As we honor those Americans who have sacrificed so much in the service of our country, we must do more to address a threat that stalks all too many of them.
In 2018, 321 active-duty service members took their own lives, including 57 Marines, 68 sailors, 58 airmen and 138 soldiers. This is the highest number of active-duty suicides since 2012 — when an equal number took their own lives — since close tracking began in 2001.
For the veteran population, there were more than 6,000 suicides each year from 2008 to 2016. In 2016, the suicide rate was 1.5 times greater for veterans than non-veteran adults after adjusting for age and gender. The challenges of coping with the COVID-19 epidemic are adding even more stress, which many health care professionals believe will only make the situation worse.
We can and must address this crisis. One answer is to make mental health care more accessible to those in need. The best way to do that is to break down barriers to care. One of the best shots to get that done is to improve the availability of advanced technology solutions for delivering evidence-based care.
The first challenge to breaking down barriers to care is obvious, but not always easy: getting someone to start some form — frankly, any form — of treatment engagement. There are also the systemic impediments that must be addressed. This requires strategies that address the seven A’s of “Barriers to Care”: awareness, anticipated benefit, availability, acceptability, accessibility, adherence and affordability of mental health care.
We must put more effort into building public awareness about effective treatment options, to increase the perception of anticipated benefit, make treatment more accessible and make available more well-trained treatment providers, and finally to make help-seeking more acceptable (reducing stigma). These steps would promote adherence at an affordable cost.
For service members and veterans, promoting access to mental health care is a key target for reducing suicide incidence. Perceived stigma is a significant barrier for patients seeking mental health care along with lack of knowledge about mental health care, inability to recognize symptoms in one’s self, and inability to identify adequate health care resources for mental health symptoms.
As of 2018, 60% of newly civilian veterans lacked access to mental health care.
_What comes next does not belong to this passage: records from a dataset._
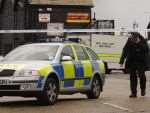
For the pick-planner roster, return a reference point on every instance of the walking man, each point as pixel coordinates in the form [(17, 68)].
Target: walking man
[(135, 54)]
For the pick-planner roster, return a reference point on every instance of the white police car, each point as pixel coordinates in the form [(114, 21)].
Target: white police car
[(44, 70)]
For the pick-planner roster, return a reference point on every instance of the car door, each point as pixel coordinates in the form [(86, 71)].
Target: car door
[(83, 68), (68, 67)]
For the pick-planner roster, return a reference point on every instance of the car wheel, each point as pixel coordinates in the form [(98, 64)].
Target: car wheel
[(95, 89), (50, 92)]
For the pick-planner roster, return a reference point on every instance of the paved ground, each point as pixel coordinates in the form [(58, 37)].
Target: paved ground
[(114, 99)]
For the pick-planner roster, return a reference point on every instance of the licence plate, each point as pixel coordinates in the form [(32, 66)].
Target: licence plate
[(4, 82)]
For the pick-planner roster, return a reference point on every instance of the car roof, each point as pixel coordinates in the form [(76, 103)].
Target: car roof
[(54, 43)]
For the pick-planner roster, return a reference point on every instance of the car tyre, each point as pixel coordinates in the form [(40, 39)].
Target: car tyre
[(95, 89), (50, 93)]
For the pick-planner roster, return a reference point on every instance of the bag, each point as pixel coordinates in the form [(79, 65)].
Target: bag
[(147, 62)]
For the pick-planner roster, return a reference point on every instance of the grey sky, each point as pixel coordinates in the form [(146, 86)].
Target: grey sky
[(124, 12)]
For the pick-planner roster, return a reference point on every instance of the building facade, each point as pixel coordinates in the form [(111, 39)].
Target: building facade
[(41, 14)]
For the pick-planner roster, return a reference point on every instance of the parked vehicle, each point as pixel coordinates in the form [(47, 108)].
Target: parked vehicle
[(45, 70)]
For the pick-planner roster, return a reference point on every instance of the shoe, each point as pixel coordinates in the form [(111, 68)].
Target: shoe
[(143, 93), (133, 96)]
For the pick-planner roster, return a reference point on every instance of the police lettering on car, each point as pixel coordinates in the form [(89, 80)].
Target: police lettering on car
[(45, 70)]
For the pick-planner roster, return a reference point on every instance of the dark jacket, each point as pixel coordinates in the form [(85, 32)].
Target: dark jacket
[(135, 54)]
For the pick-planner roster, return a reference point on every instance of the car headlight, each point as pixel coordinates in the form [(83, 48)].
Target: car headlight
[(27, 73)]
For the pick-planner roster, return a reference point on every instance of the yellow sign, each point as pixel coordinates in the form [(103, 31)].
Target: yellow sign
[(77, 17)]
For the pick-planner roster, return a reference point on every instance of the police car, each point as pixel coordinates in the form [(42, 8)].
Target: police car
[(45, 70)]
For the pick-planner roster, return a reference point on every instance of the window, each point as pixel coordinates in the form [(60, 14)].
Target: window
[(81, 54), (32, 52), (67, 51), (92, 54)]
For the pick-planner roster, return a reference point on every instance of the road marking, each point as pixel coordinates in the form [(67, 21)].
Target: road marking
[(118, 107)]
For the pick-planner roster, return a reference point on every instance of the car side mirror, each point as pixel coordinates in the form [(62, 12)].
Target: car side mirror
[(66, 58), (1, 58)]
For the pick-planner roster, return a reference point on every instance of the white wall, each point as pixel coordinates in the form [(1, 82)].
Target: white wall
[(124, 12)]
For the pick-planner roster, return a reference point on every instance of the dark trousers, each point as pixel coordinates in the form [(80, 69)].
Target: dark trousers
[(136, 72)]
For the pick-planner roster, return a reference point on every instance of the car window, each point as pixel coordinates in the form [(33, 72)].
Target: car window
[(92, 54), (67, 51), (81, 54), (32, 52)]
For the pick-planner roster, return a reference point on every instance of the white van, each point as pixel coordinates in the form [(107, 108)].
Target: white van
[(109, 49)]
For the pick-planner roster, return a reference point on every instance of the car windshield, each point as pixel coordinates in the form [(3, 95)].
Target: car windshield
[(32, 52)]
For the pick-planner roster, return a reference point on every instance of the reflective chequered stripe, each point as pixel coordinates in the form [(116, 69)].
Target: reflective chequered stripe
[(69, 73)]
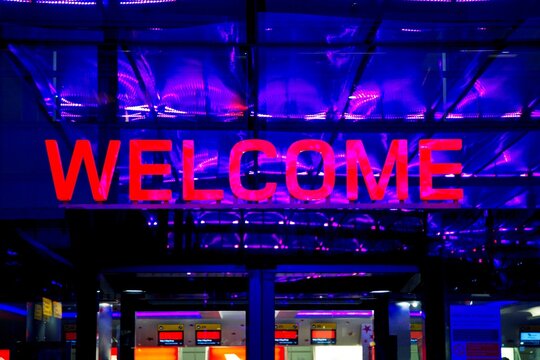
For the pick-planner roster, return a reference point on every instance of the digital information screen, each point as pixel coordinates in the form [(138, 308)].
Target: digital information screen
[(171, 335), (286, 334), (208, 334), (529, 338), (323, 333)]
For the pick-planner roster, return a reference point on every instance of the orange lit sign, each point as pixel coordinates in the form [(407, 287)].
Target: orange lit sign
[(238, 353), (156, 353), (4, 354), (356, 157)]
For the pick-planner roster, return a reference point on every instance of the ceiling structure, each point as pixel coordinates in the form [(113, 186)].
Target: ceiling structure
[(220, 72)]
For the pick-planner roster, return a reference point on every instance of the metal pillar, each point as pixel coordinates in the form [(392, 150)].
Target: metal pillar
[(435, 310), (260, 316)]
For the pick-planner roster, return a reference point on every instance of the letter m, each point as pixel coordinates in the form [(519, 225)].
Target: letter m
[(82, 153)]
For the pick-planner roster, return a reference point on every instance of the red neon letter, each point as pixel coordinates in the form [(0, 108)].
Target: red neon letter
[(82, 153), (234, 169), (188, 184), (428, 169), (356, 154), (137, 170), (329, 169)]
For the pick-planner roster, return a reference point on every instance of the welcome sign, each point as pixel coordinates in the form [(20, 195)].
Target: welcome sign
[(357, 164)]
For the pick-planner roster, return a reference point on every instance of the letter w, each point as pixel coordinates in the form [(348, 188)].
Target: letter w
[(82, 153)]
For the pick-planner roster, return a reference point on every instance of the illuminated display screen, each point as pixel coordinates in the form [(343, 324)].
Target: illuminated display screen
[(171, 338), (208, 337), (323, 336), (286, 337), (529, 338), (71, 336)]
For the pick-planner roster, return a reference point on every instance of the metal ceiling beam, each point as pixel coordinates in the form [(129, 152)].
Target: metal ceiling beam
[(278, 124), (481, 70)]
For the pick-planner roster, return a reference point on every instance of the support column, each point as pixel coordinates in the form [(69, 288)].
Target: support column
[(400, 328), (260, 315), (105, 331), (127, 326), (87, 308), (384, 347), (435, 306)]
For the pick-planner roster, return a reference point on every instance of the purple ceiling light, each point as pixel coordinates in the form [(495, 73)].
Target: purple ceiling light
[(175, 314), (335, 313)]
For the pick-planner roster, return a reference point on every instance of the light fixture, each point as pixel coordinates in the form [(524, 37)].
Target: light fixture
[(134, 291), (380, 292), (173, 314)]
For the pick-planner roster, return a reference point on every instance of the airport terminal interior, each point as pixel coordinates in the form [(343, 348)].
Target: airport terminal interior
[(269, 179)]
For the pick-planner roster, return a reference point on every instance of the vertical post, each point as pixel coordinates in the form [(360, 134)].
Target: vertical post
[(84, 233), (435, 310), (87, 308), (260, 316), (127, 326), (381, 330), (400, 328), (104, 331)]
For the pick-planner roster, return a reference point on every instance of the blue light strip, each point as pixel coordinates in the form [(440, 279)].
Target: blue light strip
[(12, 309)]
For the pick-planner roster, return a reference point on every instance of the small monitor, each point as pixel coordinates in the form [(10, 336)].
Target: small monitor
[(323, 336), (171, 338), (207, 334), (529, 338), (286, 337)]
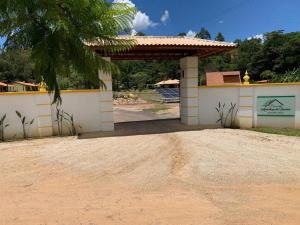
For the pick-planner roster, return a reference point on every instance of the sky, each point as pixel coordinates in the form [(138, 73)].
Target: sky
[(233, 18)]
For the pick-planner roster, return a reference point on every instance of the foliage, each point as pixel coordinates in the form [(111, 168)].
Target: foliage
[(24, 123), (3, 125), (57, 32), (223, 116), (16, 66)]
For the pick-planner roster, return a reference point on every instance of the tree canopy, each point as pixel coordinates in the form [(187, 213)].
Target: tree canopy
[(56, 32)]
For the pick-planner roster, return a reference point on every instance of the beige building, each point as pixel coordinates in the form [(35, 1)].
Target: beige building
[(223, 78), (6, 87), (24, 86)]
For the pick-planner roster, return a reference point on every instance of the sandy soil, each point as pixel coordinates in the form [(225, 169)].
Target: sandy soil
[(125, 113), (212, 177)]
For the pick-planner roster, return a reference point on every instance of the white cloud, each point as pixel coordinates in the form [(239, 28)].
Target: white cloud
[(130, 3), (257, 36), (165, 17), (141, 20), (191, 33)]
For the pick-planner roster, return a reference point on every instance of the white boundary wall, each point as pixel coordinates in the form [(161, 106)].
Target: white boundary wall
[(92, 111), (245, 96)]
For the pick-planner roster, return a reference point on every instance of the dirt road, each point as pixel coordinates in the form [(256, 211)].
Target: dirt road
[(212, 177), (125, 113)]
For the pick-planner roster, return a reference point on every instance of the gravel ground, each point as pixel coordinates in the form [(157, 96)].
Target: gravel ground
[(125, 113), (213, 177)]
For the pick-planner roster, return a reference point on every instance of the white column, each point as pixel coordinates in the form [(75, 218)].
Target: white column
[(246, 110), (106, 102), (44, 118), (189, 105)]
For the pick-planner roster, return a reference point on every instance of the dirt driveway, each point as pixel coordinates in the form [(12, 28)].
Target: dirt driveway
[(143, 112), (212, 177)]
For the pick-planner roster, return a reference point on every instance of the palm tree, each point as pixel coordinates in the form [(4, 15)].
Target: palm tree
[(57, 32)]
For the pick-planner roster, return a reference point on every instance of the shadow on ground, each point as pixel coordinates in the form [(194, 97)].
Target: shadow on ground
[(145, 127)]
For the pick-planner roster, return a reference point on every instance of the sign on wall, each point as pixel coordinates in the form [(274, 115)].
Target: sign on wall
[(275, 106)]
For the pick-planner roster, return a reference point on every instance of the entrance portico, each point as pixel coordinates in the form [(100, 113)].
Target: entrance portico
[(187, 50)]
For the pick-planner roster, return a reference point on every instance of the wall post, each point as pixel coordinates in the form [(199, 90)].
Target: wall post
[(189, 111), (106, 101)]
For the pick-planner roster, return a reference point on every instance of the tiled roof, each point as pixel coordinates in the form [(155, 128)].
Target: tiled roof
[(170, 41)]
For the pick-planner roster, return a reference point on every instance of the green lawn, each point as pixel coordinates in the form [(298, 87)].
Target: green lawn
[(281, 131)]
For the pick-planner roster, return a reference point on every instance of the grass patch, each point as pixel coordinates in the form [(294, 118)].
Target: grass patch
[(157, 108), (281, 131)]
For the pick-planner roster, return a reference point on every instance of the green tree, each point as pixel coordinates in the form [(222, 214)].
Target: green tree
[(220, 37), (57, 32), (16, 66), (203, 34)]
A presidential executive order has tasked the Department of Defense, Department of Homeland Security and Department of Veterans Affairs with filling this care gap.
The problem’s urgency has led the VA to reiterate its commitment to veteran mental health care access. Its Office of Mental Health and Suicide Prevention is aiming to promote access by making high-quality mental health care and suicide prevention resources available through a full spectrum of inpatient, outpatient and tele-mental health services.
We need better contact between the military and veteran health care agencies for seamless access to service records when someone transitions to the VA system. We also need to promote better access to supportive wellness programs that leverage technology like virtual reality, gaming and mobile apps that engage users in positive content.
We need to set up a health care transition program that ensures a soft handoff to civilian health care, while people are on the tail end of active duty. Mental health assessments should be done and, in combination with other military records, could provide the baseline for big-data analytics after someone connects with the VA.
The urgency for reducing or preventing service-member and veteran suicides demands our best efforts to provide a more comprehensive approach. The time is right for our elected officials to come together and address this pressing issue. It’s up to us to insist that they give it their best effort. Our service members and veterans deserve nothing less.
Dr. Albert “Skip” Rizzo is the director of medical virtual reality at the University of Southern California’s Institute for Creative Technologies and the creator of the BraveMind virtual reality exposure therapy program used to treat veterans experiencing post-traumatic stress.